Deskriptive Forschung: So definieren Sie Ihre Umfrageteilnehmer und ziehen Schlüsse

Was ist deskriptive Forschung?

Fangen wir mit einem Gegensatz an: Anders als explorative Forschung ist deskriptive Forschung konklusiver Natur. Das heißt, dass die deskriptive Forschung quantitative Daten erfasst, über die mittels Datenanalyse statistisch begründete Rückschlüsse auf die Zielgruppe gezogen werden können. Daher verwendet diese Forschung in der Regel geschlossene Fragen, wodurch die Möglichkeit individueller Einblicke beschränkt ist. Sinnvoll eingesetzt kann sie einer Organisation helfen, eine Gruppe von Umfrageteilnehmern und die Population, die diese repräsentiert, besser zu definieren und die Signifikanz einer Sache bezogen auf diese Gruppe zu messen.

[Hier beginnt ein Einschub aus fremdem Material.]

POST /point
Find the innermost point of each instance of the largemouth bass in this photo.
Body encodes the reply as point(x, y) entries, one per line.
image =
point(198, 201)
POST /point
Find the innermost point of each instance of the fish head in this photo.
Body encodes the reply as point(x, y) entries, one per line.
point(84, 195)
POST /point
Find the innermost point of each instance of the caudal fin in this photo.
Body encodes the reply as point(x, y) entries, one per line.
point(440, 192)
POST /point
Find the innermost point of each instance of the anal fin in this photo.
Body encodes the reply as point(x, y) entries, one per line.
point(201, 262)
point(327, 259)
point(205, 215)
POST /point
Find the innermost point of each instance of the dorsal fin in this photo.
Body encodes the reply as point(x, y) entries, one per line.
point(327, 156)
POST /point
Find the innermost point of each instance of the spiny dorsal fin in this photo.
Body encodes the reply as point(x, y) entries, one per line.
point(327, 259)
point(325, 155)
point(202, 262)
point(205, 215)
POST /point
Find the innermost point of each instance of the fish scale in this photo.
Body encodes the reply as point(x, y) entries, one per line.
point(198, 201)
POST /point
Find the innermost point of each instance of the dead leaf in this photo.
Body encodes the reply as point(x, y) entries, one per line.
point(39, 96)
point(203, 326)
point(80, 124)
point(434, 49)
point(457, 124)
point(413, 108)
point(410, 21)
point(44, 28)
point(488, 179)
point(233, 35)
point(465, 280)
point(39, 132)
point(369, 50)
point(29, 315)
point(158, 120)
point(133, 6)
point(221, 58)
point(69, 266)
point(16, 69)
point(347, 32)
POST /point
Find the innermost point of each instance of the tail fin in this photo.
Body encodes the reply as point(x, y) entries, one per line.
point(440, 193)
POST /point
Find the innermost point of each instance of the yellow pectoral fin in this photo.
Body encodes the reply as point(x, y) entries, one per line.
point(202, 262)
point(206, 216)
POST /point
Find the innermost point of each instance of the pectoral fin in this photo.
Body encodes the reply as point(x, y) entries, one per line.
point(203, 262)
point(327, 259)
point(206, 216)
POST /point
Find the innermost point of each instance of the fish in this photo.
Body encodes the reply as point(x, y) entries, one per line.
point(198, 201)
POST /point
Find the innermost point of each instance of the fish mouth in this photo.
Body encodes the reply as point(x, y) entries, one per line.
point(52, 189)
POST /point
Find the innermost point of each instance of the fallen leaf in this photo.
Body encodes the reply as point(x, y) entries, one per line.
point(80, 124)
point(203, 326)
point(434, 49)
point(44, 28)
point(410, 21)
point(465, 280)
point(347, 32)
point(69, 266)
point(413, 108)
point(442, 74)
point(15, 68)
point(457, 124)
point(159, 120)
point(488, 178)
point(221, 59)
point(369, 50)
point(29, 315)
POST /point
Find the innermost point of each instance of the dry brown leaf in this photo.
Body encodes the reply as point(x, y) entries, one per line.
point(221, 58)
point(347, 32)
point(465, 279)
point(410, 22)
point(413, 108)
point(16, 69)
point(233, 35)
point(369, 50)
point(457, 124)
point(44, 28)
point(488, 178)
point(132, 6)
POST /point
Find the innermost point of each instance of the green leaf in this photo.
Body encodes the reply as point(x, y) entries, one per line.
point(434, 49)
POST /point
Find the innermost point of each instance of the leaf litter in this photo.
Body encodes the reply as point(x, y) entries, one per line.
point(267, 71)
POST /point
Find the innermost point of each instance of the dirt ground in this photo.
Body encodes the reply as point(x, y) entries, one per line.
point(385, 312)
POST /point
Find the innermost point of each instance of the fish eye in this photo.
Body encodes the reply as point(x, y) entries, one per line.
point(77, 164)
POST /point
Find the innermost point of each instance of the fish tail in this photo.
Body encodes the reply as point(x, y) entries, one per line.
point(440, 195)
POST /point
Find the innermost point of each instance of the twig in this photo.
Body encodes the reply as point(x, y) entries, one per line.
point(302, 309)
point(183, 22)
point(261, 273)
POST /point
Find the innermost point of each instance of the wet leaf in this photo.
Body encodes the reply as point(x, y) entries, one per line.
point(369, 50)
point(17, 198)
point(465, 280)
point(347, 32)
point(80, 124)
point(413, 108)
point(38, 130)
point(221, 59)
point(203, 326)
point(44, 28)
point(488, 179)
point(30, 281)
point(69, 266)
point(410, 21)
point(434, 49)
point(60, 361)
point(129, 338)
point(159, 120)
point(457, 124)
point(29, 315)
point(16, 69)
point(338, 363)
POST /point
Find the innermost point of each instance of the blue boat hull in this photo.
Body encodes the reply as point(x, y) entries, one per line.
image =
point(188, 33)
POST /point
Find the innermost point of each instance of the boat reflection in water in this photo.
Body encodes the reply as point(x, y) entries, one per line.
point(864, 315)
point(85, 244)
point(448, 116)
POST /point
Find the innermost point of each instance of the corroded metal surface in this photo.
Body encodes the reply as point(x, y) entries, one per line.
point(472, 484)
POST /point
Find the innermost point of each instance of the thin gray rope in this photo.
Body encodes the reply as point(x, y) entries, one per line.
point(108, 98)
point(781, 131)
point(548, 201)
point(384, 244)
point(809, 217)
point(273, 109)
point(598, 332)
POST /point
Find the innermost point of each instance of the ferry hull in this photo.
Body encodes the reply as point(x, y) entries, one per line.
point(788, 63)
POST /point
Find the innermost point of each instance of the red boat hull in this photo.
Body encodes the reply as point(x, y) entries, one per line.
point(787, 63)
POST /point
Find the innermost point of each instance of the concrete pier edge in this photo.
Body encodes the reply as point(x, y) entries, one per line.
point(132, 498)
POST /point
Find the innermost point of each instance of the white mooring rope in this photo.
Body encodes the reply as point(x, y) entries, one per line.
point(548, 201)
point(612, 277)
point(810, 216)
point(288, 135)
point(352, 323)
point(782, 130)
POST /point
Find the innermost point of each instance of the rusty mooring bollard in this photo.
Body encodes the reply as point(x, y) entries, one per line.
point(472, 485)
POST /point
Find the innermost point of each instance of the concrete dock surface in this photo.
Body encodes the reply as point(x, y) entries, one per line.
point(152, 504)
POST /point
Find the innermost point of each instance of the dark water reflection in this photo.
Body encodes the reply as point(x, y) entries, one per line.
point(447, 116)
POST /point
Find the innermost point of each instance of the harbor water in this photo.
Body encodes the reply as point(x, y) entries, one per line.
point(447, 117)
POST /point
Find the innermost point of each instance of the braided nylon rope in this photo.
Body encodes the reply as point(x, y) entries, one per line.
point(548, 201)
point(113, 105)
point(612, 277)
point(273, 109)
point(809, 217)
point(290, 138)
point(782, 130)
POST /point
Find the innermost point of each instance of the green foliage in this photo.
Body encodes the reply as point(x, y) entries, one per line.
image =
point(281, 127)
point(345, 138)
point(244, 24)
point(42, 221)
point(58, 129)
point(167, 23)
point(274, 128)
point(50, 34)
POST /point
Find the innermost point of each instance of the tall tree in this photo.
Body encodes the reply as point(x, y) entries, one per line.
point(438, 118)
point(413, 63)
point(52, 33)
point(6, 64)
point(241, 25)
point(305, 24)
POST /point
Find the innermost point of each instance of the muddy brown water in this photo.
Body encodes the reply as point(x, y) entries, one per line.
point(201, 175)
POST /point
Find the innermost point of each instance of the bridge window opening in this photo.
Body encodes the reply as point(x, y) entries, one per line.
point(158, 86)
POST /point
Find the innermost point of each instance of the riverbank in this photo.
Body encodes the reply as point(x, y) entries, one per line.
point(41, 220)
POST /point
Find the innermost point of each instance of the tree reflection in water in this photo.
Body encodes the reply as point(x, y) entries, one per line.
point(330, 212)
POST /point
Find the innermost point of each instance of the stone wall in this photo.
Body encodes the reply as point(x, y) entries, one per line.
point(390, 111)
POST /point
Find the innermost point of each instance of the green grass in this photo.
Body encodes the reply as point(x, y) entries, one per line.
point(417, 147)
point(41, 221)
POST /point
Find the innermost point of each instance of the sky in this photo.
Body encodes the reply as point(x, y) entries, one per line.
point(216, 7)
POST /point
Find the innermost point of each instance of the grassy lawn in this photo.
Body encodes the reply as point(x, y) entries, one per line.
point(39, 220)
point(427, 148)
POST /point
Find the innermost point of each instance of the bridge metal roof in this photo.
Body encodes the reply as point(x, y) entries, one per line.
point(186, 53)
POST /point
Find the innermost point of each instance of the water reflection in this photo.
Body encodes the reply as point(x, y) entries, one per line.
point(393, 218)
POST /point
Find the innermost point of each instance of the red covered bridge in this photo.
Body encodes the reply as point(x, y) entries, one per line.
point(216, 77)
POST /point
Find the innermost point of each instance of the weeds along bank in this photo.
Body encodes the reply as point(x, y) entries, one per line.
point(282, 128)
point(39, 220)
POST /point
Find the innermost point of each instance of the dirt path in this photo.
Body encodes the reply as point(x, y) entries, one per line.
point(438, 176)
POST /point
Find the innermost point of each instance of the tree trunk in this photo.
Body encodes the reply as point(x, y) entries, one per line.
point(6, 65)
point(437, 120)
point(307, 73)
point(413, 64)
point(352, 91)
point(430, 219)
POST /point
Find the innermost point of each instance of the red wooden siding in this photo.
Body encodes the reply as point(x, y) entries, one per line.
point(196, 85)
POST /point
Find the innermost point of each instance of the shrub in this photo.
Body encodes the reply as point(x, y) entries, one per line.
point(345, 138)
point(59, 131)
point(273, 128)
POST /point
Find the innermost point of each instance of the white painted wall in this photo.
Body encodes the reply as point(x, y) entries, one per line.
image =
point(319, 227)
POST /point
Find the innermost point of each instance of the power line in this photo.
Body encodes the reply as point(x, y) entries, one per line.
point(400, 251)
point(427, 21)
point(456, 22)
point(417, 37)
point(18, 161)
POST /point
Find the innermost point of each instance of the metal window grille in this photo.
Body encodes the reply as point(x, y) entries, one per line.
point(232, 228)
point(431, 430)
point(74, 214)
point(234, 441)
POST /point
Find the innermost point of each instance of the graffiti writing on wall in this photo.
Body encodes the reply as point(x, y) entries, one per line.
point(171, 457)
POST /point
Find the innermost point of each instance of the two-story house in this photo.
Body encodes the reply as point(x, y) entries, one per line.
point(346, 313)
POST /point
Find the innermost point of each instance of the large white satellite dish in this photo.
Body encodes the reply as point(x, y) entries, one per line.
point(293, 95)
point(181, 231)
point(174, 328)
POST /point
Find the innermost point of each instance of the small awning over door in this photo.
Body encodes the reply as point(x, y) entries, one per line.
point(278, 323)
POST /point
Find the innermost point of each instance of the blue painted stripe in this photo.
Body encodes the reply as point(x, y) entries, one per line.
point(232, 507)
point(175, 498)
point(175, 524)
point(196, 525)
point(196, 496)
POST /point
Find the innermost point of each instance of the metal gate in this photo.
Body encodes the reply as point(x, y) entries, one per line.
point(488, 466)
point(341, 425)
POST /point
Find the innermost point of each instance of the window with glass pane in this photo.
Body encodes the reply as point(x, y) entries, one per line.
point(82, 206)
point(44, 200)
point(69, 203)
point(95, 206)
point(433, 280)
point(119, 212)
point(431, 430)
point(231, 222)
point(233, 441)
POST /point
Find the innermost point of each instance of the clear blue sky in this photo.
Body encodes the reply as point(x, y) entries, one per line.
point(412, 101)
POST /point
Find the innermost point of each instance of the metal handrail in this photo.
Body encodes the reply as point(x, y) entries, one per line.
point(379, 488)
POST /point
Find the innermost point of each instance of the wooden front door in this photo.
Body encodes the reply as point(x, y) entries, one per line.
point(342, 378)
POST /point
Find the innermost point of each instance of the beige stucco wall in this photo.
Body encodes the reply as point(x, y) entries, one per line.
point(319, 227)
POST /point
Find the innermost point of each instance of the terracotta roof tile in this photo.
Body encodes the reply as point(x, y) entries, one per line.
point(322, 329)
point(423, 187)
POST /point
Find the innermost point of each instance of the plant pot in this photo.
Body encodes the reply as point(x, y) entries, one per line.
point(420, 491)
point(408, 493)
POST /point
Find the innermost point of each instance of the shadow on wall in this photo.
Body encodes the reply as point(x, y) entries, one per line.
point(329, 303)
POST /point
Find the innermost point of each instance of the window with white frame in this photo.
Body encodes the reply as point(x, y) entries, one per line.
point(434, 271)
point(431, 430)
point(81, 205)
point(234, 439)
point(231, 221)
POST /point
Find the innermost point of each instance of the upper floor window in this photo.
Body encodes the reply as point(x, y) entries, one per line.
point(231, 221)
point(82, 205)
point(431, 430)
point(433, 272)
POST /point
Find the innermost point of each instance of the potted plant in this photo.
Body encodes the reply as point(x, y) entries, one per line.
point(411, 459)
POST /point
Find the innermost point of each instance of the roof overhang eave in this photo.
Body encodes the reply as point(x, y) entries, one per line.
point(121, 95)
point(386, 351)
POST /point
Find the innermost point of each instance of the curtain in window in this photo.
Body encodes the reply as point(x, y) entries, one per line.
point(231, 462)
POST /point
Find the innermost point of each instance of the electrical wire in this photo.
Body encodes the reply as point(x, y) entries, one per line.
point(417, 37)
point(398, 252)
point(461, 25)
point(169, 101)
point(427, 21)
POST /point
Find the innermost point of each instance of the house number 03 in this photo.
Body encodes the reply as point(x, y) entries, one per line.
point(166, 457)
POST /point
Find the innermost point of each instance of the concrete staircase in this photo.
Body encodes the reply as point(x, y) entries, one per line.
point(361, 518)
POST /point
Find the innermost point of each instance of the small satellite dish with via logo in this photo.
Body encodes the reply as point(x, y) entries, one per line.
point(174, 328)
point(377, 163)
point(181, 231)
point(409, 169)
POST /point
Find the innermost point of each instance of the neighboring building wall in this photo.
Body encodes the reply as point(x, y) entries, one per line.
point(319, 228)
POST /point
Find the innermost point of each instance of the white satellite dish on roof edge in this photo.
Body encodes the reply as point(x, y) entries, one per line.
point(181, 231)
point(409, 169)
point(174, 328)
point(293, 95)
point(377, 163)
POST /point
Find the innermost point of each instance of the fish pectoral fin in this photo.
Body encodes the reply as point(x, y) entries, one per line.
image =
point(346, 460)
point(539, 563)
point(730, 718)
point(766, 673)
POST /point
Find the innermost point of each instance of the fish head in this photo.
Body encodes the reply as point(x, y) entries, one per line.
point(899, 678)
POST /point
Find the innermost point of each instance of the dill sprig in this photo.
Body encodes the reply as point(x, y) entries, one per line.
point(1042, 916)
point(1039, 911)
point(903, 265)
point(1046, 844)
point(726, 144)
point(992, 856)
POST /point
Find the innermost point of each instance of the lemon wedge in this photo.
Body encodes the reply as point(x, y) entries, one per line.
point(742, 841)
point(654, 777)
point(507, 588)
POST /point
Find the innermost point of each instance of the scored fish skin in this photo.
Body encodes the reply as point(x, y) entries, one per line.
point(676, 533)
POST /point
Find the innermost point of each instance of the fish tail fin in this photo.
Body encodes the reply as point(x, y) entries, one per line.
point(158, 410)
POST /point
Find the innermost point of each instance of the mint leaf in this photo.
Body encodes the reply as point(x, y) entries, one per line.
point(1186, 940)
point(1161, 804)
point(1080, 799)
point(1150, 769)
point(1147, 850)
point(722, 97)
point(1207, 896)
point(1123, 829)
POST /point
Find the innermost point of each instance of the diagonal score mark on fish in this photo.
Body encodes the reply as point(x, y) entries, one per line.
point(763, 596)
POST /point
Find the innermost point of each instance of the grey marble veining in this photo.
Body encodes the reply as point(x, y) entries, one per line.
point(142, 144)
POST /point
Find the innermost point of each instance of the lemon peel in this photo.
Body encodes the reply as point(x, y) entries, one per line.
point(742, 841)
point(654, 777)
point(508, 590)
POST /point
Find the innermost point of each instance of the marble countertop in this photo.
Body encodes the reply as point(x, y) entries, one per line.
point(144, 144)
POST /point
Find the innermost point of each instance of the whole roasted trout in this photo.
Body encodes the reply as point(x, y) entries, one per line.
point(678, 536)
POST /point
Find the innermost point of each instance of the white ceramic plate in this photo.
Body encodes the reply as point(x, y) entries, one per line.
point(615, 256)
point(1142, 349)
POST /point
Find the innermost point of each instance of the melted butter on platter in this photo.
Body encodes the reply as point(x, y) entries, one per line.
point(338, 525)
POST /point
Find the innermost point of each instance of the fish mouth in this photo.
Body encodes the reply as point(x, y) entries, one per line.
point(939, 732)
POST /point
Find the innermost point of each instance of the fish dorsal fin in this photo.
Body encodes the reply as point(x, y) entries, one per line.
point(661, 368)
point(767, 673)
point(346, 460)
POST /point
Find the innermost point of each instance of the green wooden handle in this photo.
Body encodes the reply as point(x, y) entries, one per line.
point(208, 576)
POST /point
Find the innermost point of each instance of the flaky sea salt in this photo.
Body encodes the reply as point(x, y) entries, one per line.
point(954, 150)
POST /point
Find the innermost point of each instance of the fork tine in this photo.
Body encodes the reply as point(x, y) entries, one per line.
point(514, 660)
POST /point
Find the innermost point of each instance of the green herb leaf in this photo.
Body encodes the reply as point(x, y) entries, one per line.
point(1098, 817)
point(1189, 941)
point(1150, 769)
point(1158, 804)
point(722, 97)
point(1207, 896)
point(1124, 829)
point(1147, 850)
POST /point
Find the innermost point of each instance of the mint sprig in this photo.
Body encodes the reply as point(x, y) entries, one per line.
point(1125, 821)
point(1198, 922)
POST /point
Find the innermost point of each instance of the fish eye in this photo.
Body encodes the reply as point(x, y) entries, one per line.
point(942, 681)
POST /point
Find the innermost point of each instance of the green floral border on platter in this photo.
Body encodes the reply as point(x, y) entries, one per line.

Bei Online-Umfragen wird am häufigsten die deskriptive Forschung eingesetzt. In den meisten Fällen nutzen Organisationen diese Forschungsmethode, um festzustellen, wie stark die Meinung, Einstellung oder das Verhalten einer definierten Gruppe in Bezug auf ein bestimmtes Thema ist. Ein weiterer häufiger Anwendungsfall für deskriptive Forschung ist die Erhebung demografischer Merkmale einer bestimmten Gruppe (wie Alter, Einkommen, Familienstand und Geschlecht). Diese Daten können dann mit ihrem Nennwert als Grundlage untersucht werden. Dadurch können Trends im zeitlichen Verlauf gemessen oder eine erweiterte Datenanalyse durchgeführt werden wie das Aufzeigen von Korrelationen, Segmentierung, Benchmarking und andere statistische Mittel.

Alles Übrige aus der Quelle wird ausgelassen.